George is listed as a shoemaker. The term "cordwainer" is an Anglicization of the French word cordonnier, which means shoemaker, introduced into the English language after the Norman invasion in 1066. The English term cordwainer first appears in 1100. Since this date the term cordouan, or cordovan leather, has been applied to several varieties of leather. Today cordovan leather is a vegetable tanned horse "shell," and like the Medieval cordwain is used only for the highest quality shoes. A distinction preserved by cordwainers since the earliest times is, that a cordwainer works only with new leather, whereas a cobbler works with old. Cobblers have always been repairers, frequently prohibited by law from making shoes.

Interesting that in 1871 in the census we find that Harriet has moved back to Norwich. Leather working was very important to Norwich at this time - .See also the book called The History of Shoemaking in Norwich introduction by H J Sexton  by

 We think of Norwich as a pleasant, clean town but at this time,  like all 19th century towns Norwich was dirty, overcrowded and unsanitary. There were epidemics of smallpox, typhoid, cholera and diphtheria during the century. In 1819 there were 530 deaths from smallpox.

The leather trade must have picked up because by the 1871 census they have moved back to Norwich. They are living in Nelson Street – sadly no numbers are given. Nelson Street. And they have been very busy in the bedroom because there are seven children. They must have moved there between 1861 and 1863.

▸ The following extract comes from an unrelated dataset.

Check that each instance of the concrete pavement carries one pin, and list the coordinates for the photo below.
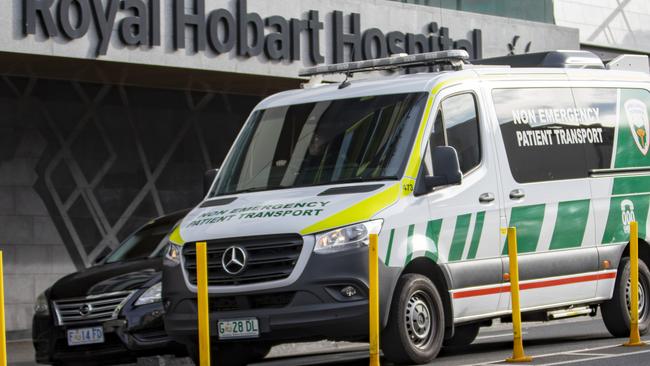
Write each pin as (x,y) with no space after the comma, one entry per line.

In the house we find George now aged 32 and with the title cordwainer, Harriet his wife aged 30. The children are:

  1. George Jabez Sexton bc 1862 St Mary’s Newington – see Fourth generation

  2. Mary Sexton bc 1864 b Norwich

  3. Adelaide Sexton bc 1865 b Norwich

  4. Harriet Sexton bc 1865 b Norwich

  5. Phebe Sexton bc 1865 b Norwich

  6. Octavious Sexton b 1867  3rd qtr b Norwich. He married Ellen (Ayling) aged 24 - banns were called on May 13, 20 and 27 and the couple were married 4 Jun 1888 at St John the Evangelist, Walworth. On the marriage certificate his occupation is labourer. They were living at 19 Aylesbury Street Ellen’s father was William Ayling, a coachman. 


Octavius and Ellen had issue:

  • Ellen Sexton b 1879

  • Kate Sexton b 1880

  • Ada Sexton ch 18 Nov 1898 Camberwell

  • George Sexton ch 19 Nov 1902 Camberwell


In the 1881 census we find that he has a wife called ????? and is living at 2 Crawford Street, Lambeth together with two daughters – b 1879 and b 1880.He is working as a stone mason. The area has changed substantially but George would recognize the two pubs, that he no doubt relaxed in after a hard week cutting stone.The 1891 census shows that his mother in law Wliza Ayling aged 58 b Sussex is there as well as his brother in law aged 17 – Fred Ayling.